Step 4: The Batch Processor

I typically run this as a CLI tool. It watches a specific folder and processes recordings overnight. This way, when I log in at 9:00 AM, my inbox is already full of Markdown summaries from the previous day’s calls.

Lessons from 6 Months in Production

Building the tool is easy; making it reliable for a team is harder. Here are the three main friction points we solved:

1. The VRAM Wall

Whisper and LLMs are memory hogs. If you try to run them simultaneously on an 8GB card, your system will likely hang. I found that loading the Whisper model, finishing the transcription, and then explicitly deleting the model object before calling Ollama prevents 99% of crashes.
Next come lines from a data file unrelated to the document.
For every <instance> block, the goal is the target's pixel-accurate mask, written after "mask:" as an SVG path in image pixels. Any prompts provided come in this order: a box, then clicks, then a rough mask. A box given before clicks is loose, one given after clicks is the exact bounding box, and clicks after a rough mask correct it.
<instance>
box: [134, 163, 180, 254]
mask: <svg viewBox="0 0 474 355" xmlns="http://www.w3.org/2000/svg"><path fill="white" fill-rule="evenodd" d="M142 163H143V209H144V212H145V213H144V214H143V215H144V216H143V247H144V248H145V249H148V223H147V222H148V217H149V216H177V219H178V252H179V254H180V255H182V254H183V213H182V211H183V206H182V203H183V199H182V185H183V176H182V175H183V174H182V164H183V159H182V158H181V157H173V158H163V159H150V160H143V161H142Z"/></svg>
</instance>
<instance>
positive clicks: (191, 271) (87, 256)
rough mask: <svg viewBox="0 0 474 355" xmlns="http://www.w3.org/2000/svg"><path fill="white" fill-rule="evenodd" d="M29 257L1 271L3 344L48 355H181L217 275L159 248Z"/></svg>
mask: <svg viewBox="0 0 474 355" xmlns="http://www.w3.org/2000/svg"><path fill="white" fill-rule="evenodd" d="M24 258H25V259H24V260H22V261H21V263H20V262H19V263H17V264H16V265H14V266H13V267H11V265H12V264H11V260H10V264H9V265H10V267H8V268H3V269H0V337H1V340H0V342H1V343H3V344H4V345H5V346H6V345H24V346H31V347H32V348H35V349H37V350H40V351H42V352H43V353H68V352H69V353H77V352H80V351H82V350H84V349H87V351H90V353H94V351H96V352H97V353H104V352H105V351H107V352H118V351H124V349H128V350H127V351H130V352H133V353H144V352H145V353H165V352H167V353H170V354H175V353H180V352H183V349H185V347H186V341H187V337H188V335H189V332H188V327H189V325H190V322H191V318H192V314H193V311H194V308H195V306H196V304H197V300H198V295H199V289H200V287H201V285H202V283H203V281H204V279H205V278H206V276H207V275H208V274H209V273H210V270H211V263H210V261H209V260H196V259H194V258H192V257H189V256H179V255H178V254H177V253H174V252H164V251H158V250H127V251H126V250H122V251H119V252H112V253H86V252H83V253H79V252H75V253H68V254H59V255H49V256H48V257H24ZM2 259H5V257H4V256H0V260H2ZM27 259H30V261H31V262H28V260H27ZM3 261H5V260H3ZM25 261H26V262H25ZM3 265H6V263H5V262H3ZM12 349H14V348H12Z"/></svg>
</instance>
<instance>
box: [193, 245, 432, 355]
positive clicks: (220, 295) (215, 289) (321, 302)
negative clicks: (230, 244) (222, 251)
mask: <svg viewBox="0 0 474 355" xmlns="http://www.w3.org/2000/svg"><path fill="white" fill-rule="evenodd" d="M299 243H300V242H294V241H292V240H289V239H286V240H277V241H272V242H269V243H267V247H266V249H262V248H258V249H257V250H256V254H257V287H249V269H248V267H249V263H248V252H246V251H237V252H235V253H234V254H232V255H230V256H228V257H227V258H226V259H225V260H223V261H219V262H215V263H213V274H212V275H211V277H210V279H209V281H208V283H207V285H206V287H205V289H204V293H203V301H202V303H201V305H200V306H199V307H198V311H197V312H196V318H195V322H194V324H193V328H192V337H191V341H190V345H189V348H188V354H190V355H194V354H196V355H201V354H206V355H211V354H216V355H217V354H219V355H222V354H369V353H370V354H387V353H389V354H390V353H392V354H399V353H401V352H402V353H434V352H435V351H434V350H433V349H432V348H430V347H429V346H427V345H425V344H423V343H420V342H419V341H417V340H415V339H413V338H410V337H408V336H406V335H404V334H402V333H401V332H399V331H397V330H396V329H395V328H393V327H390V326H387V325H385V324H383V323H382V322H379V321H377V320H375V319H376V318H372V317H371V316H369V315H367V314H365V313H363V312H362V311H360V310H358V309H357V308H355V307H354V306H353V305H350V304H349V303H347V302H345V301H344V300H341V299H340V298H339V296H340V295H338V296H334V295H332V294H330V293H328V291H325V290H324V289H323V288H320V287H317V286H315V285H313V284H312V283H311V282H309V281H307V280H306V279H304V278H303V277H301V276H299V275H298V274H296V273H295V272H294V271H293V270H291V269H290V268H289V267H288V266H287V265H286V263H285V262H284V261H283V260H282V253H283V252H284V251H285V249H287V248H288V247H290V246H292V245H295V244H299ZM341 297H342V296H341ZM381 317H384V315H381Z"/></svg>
2. The ‘Who Said What’ Problem

Standard Whisper generates a ‘wall of text’ without speaker names. For 2-3 person syncs, Llama 3.1 is remarkably good at identifying speakers based on context (e.g., ‘I will push the Docker image’ is clearly the DevOps lead). For larger groups, I recommend integrating faster-whisper with pyannote-audio to add proper speaker diarization.

3. Brutal Prompting

My early summaries were fluff. They included things like ‘The team exchanged pleasantries.’ No one needs to read that. I updated the system prompt to: ‘Ignore all social filler. If a sentence doesn’t result in a decision or an action item, discard it.’ The utility of our notes tripled overnight.

Conclusion

Ditching the cloud for a local Whisper and Ollama stack was the single best workflow improvement I made last year. It killed my privacy anxiety and ended the Monday morning scramble to remember what happened in Friday’s meetings. While it requires an upfront investment in a decent GPU and a few hours of Python scripting, the payoff is a perpetual, private secretary that doesn’t charge a monthly fee. If you handle sensitive code or client data, this isn’t just an option—it’s a necessity.